There are probably other failure modes.  I am old enough to remember tube testers being at the local pharmacy!  lol

It's scary to think that soon there will be adults that never saw CRT-based TVs for sale at Big Box stores, and adults that never walked into a video club to rent a movie!

MileHigh

CANGAS

• Full Member
• Posts: 235
Re: Magnet Myths and Misconceptions
« Reply #149 on: October 10, 2014, 07:09:16 AM »
Cangas:

I disagree strongly.  Hopefully this new example will swat this nonsensical belief in literal "lines" or "threads" of magnetic field.  There are NO LINES.  The lines are there ONLY to help you visualize the strength and direction of the magnetic field, and that's all.

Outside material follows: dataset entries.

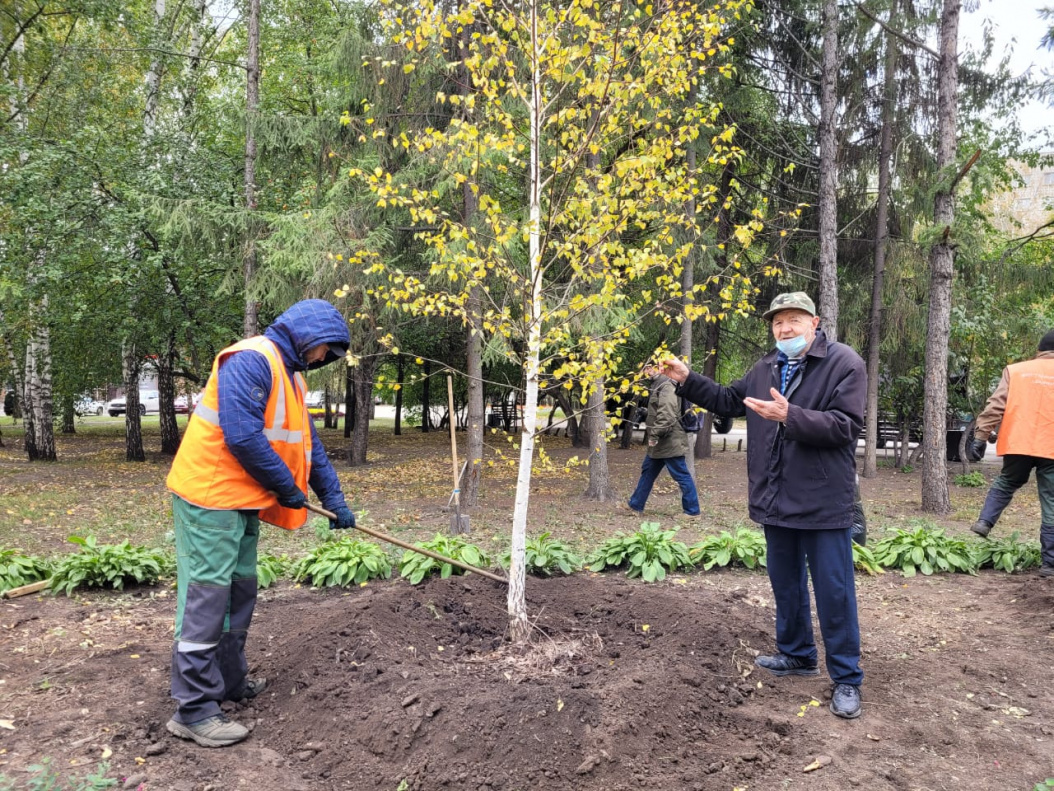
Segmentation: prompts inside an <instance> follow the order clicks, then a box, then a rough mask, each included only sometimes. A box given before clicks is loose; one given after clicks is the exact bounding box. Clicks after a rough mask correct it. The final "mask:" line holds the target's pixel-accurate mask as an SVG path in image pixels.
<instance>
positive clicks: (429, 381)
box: [421, 360, 432, 433]
mask: <svg viewBox="0 0 1054 791" xmlns="http://www.w3.org/2000/svg"><path fill="white" fill-rule="evenodd" d="M431 385H432V363H431V361H430V360H426V361H425V381H424V382H422V383H421V430H422V432H423V433H428V432H429V431H430V430H432V418H431V411H432V393H431Z"/></svg>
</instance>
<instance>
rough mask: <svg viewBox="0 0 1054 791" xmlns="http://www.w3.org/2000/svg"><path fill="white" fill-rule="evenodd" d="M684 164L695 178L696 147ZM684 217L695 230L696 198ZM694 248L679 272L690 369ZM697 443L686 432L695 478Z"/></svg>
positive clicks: (695, 227) (681, 304) (694, 249)
mask: <svg viewBox="0 0 1054 791" xmlns="http://www.w3.org/2000/svg"><path fill="white" fill-rule="evenodd" d="M685 163H686V165H687V168H688V176H689V177H690V178H696V177H697V176H698V174H697V173H696V147H695V144H691V143H689V144H688V149H687V151H686V152H685ZM684 215H685V217H686V218H687V220H688V223H690V224H691V225H692V229H694V230H697V231H698V229H696V198H695V197H694V196H692V197H689V198H688V201H687V204H685V207H684ZM695 251H696V248H695V246H694V247H692V250H691V252H690V253H688V256H687V258H686V259H685V262H684V271H683V272H681V347H680V349H679V351H680V354H681V359H682V360H683V361H684V362H685V365H687V366H688V367H689V368H690V367H691V346H692V343H691V341H692V334H691V330H692V321H691V316H690V315H689V310H690V308H691V307H692V306H694V305H695V303H696V294H695V292H694V289H695V287H696V252H695ZM698 442H699V432H698V431H689V432H688V452H687V454H685V456H684V459H685V461H686V462H687V464H688V474H689V475H690V476H691V477H692V478H695V477H696V444H697V443H698Z"/></svg>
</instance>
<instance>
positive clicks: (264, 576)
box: [256, 555, 292, 590]
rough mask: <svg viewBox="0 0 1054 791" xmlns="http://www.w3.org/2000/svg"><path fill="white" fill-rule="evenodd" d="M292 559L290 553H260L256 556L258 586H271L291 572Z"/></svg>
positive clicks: (256, 581)
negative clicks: (261, 554)
mask: <svg viewBox="0 0 1054 791" xmlns="http://www.w3.org/2000/svg"><path fill="white" fill-rule="evenodd" d="M291 566H292V561H291V560H290V558H289V556H288V555H282V556H281V557H278V556H276V555H260V556H259V557H258V558H256V586H257V587H259V589H261V590H262V589H266V587H271V585H273V584H274V583H275V582H277V581H278V580H279V579H281V578H282V577H285V576H286V575H287V574H289V570H290V567H291Z"/></svg>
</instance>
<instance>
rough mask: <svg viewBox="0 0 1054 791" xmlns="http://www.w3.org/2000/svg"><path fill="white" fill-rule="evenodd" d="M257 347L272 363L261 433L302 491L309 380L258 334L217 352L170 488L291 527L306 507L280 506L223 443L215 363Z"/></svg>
mask: <svg viewBox="0 0 1054 791" xmlns="http://www.w3.org/2000/svg"><path fill="white" fill-rule="evenodd" d="M246 350H251V351H258V352H259V353H260V354H262V355H264V356H265V358H266V359H267V361H268V362H269V363H270V364H271V396H270V398H269V399H268V403H267V407H266V408H265V410H264V435H265V437H267V439H268V442H269V443H270V444H271V448H272V449H273V450H274V451H275V452H276V454H277V455H278V456H279V457H280V458H281V460H282V461H284V462H285V463H286V466H288V467H289V471H290V472H292V474H293V480H294V481H295V482H296V485H297V486H298V487H299V488H300V490H301V491H304V493H305V494H307V491H308V478H309V476H310V475H311V422H310V417H309V416H308V408H307V405H306V404H305V394H306V393H307V390H308V384H307V382H306V381H305V380H304V375H302V374H301V373H299V372H297V373H294V374H293V378H290V377H289V373H288V372H287V370H286V365H285V363H284V362H282V360H281V352H279V351H278V348H277V347H276V346H275V345H274V343H272V342H271V341H269V340H268V339H267V337H265V336H262V335H257V336H256V337H250V339H247V340H245V341H239V342H238V343H236V344H234V345H233V346H228V347H227V348H226V349H223V350H222V351H221V352H219V354H217V355H216V360H215V362H214V363H213V364H212V374H211V375H210V377H209V381H208V382H207V383H206V386H204V393H202V396H201V401H200V402H199V403H198V405H197V407H196V408H195V409H194V413H193V416H191V420H190V423H188V425H187V433H186V435H184V436H183V441H182V443H181V444H180V446H179V452H177V454H176V459H175V461H174V462H173V463H172V469H171V471H170V472H169V478H168V481H167V484H168V487H169V488H170V489H171V490H172V491H174V493H175V494H176V495H179V497H181V498H183V499H184V500H187V501H188V502H190V503H193V504H194V505H197V506H199V507H202V508H212V509H216V510H242V509H256V508H258V509H259V512H260V515H259V516H260V519H262V520H264V521H265V522H270V523H271V524H275V525H278V526H279V527H285V528H287V529H291V530H295V529H296V528H297V527H302V526H304V524H305V522H307V520H308V514H307V512H306V510H305V509H304V508H295V509H293V508H284V507H281V506H280V505H278V501H277V498H276V496H275V495H274V494H272V493H271V491H269V490H268V489H266V488H265V487H264V486H262V485H260V483H259V482H258V481H257V480H256V479H255V478H253V477H252V476H251V475H249V472H247V471H246V469H245V467H242V466H241V464H239V463H238V460H237V459H235V458H234V455H233V454H232V452H231V451H230V450H229V449H228V447H227V443H226V442H225V441H223V430H222V429H221V428H220V427H219V392H218V381H219V377H218V375H217V371H219V364H220V362H221V361H222V360H223V358H226V356H227V355H229V354H233V353H235V352H237V351H246Z"/></svg>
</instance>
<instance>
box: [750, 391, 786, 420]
mask: <svg viewBox="0 0 1054 791" xmlns="http://www.w3.org/2000/svg"><path fill="white" fill-rule="evenodd" d="M768 392H769V393H770V394H772V397H773V400H772V401H762V400H761V399H743V405H744V406H745V407H746V408H747V409H753V410H754V411H756V412H757V413H758V414H760V416H761V417H762V418H764V419H765V420H775V421H779V422H780V423H782V422H783V421H785V420H786V419H787V400H786V399H785V398H783V397H782V396H781V394H780V391H779V390H777V389H776V388H775V387H770V388H768Z"/></svg>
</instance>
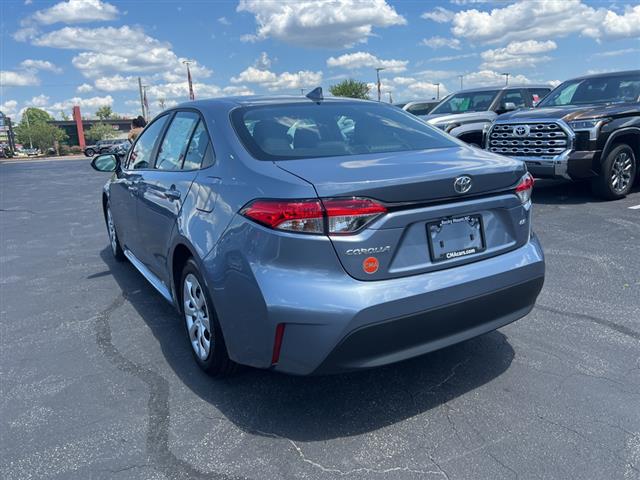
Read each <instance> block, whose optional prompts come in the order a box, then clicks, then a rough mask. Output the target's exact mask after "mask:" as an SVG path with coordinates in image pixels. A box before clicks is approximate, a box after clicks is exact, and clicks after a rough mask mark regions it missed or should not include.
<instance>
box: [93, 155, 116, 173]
mask: <svg viewBox="0 0 640 480" xmlns="http://www.w3.org/2000/svg"><path fill="white" fill-rule="evenodd" d="M118 163H119V162H118V159H117V158H116V156H115V155H113V154H111V153H109V154H105V155H96V156H95V157H93V160H91V167H92V168H93V169H94V170H97V171H99V172H115V170H116V168H118Z"/></svg>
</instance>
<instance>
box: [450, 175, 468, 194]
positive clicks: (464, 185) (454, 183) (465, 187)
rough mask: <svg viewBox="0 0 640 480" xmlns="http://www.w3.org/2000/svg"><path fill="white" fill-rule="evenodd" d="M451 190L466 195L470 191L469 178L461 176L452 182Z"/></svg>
mask: <svg viewBox="0 0 640 480" xmlns="http://www.w3.org/2000/svg"><path fill="white" fill-rule="evenodd" d="M453 189H454V190H455V191H456V192H457V193H467V192H468V191H469V190H471V177H468V176H467V175H463V176H461V177H458V178H456V179H455V180H454V181H453Z"/></svg>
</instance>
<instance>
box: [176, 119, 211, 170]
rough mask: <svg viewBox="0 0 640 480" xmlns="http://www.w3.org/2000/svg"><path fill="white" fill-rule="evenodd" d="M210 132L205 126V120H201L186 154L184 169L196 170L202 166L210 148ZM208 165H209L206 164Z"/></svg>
mask: <svg viewBox="0 0 640 480" xmlns="http://www.w3.org/2000/svg"><path fill="white" fill-rule="evenodd" d="M209 143H210V141H209V134H208V133H207V129H206V128H205V126H204V122H203V121H202V120H200V122H198V126H197V127H196V129H195V130H194V131H193V135H192V137H191V141H190V142H189V147H188V148H187V153H186V154H185V156H184V165H183V166H182V168H183V170H195V169H197V168H200V166H201V165H202V164H203V160H204V158H205V156H206V155H207V150H208V149H209ZM204 166H208V165H204Z"/></svg>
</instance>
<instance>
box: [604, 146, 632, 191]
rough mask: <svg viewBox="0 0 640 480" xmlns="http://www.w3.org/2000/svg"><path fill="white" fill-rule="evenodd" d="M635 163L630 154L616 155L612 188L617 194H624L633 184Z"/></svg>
mask: <svg viewBox="0 0 640 480" xmlns="http://www.w3.org/2000/svg"><path fill="white" fill-rule="evenodd" d="M632 167H633V163H632V159H631V156H630V155H629V153H628V152H625V151H622V152H620V153H618V155H616V158H615V159H614V160H613V164H612V165H611V178H610V180H611V188H612V189H613V191H614V192H616V193H623V192H624V191H625V190H626V189H627V187H628V186H629V184H630V183H631V175H632V173H633V172H632V170H633V168H632Z"/></svg>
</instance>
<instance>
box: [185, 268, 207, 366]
mask: <svg viewBox="0 0 640 480" xmlns="http://www.w3.org/2000/svg"><path fill="white" fill-rule="evenodd" d="M182 291H183V294H182V299H183V303H184V318H185V321H186V322H187V332H188V333H189V340H190V341H191V346H192V347H193V351H194V352H195V354H196V355H197V356H198V358H199V359H200V360H202V361H205V360H206V359H207V358H208V357H209V352H210V351H211V342H212V338H211V326H210V322H209V311H208V309H207V302H206V300H205V295H204V291H203V290H202V286H201V285H200V282H199V281H198V279H197V278H196V276H195V275H193V274H192V273H189V274H188V275H187V276H186V277H185V279H184V285H183V289H182Z"/></svg>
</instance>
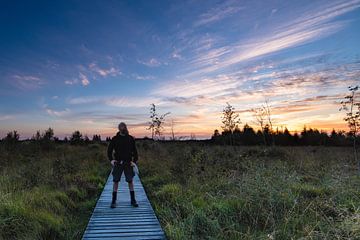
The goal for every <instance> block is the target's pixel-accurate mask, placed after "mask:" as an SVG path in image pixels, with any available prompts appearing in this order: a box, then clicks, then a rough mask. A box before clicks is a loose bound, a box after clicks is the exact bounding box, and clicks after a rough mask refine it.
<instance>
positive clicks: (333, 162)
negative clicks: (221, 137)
mask: <svg viewBox="0 0 360 240" xmlns="http://www.w3.org/2000/svg"><path fill="white" fill-rule="evenodd" d="M140 145H141V147H140V156H141V160H140V163H139V164H140V167H141V168H140V169H141V173H142V181H143V183H144V185H145V187H146V191H147V193H148V195H149V197H150V199H151V201H152V204H153V206H154V208H155V211H156V212H157V214H158V216H159V218H160V221H161V224H162V226H163V227H164V229H165V231H166V234H167V236H168V238H169V239H360V227H359V226H360V191H359V189H360V178H359V177H358V176H356V163H355V162H353V160H352V157H351V149H348V148H336V147H276V148H261V147H226V146H206V145H202V144H196V143H191V144H187V143H158V142H142V143H140Z"/></svg>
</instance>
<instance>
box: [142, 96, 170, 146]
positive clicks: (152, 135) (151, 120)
mask: <svg viewBox="0 0 360 240" xmlns="http://www.w3.org/2000/svg"><path fill="white" fill-rule="evenodd" d="M150 106H151V107H150V122H149V127H148V128H147V129H148V130H150V131H151V138H152V139H154V137H156V136H158V137H159V138H160V137H161V135H162V131H163V129H164V127H163V124H164V122H165V117H166V116H167V115H169V114H170V112H167V113H165V114H162V115H159V114H158V113H157V112H156V106H155V104H154V103H152V104H151V105H150Z"/></svg>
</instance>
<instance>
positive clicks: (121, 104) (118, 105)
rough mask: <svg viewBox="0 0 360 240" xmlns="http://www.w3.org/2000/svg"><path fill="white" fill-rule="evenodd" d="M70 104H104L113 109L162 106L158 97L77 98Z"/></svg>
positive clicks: (105, 97) (111, 97) (107, 97)
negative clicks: (111, 107)
mask: <svg viewBox="0 0 360 240" xmlns="http://www.w3.org/2000/svg"><path fill="white" fill-rule="evenodd" d="M68 103H69V104H74V105H78V104H102V105H107V106H113V107H130V108H131V107H139V108H140V107H148V106H149V105H150V104H151V103H155V104H160V103H161V100H160V99H159V98H156V97H98V96H90V97H77V98H71V99H69V100H68Z"/></svg>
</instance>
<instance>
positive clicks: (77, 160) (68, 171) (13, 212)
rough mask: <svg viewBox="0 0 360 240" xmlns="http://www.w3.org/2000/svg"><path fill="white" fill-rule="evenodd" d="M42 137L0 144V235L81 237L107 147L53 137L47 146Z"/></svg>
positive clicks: (36, 238) (93, 205)
mask: <svg viewBox="0 0 360 240" xmlns="http://www.w3.org/2000/svg"><path fill="white" fill-rule="evenodd" d="M48 133H51V132H48ZM39 136H41V134H39ZM43 136H44V137H45V136H49V140H50V139H51V134H46V133H45V134H44V135H43ZM43 139H44V138H43V137H41V139H38V140H35V139H34V141H31V142H19V143H17V151H10V150H9V149H8V148H7V147H6V145H5V143H4V144H0V166H1V168H0V169H1V170H0V171H1V172H0V239H80V238H81V236H82V233H83V231H84V229H85V227H86V224H87V222H88V219H89V217H90V215H91V212H92V208H93V207H94V206H95V203H96V199H97V196H98V195H99V193H100V192H101V191H102V188H103V186H104V182H105V179H106V176H107V174H108V170H109V166H108V162H107V161H106V160H105V147H104V146H102V145H99V147H92V146H70V145H65V144H56V143H54V142H53V141H52V142H51V144H52V147H51V148H48V149H46V150H45V149H44V148H43V147H39V146H40V145H39V141H43ZM49 142H50V141H49Z"/></svg>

Look at the attached diagram.  Do you think that there are real "lines" in the air?  What is your common sense telling you?  Now apply that common sense to magnetic fields.

You can't prove that there aren't pink elephants floating over the sky in the center of Greenland either, but you can use your common sense and not let yourself get led down a garden path because you see lines used as a visual aid in diagrams.

MileHigh

u speed reed dont u

It has been proven that speed readers miss over 90% of the content of the stuff they have fleetingly skimmed over. You have ran that up to either 99% or 100%.

My post blatantly stated that FIELD LINES are a useful MODEL.

My post blatantly stated that FIELD LINES may or may not be real, and cannot be proved to either exist or to not exist per se.

Just what is it that you disagree  with me about?

Do you know, or, do you just try to be disagreeable at any opportunity?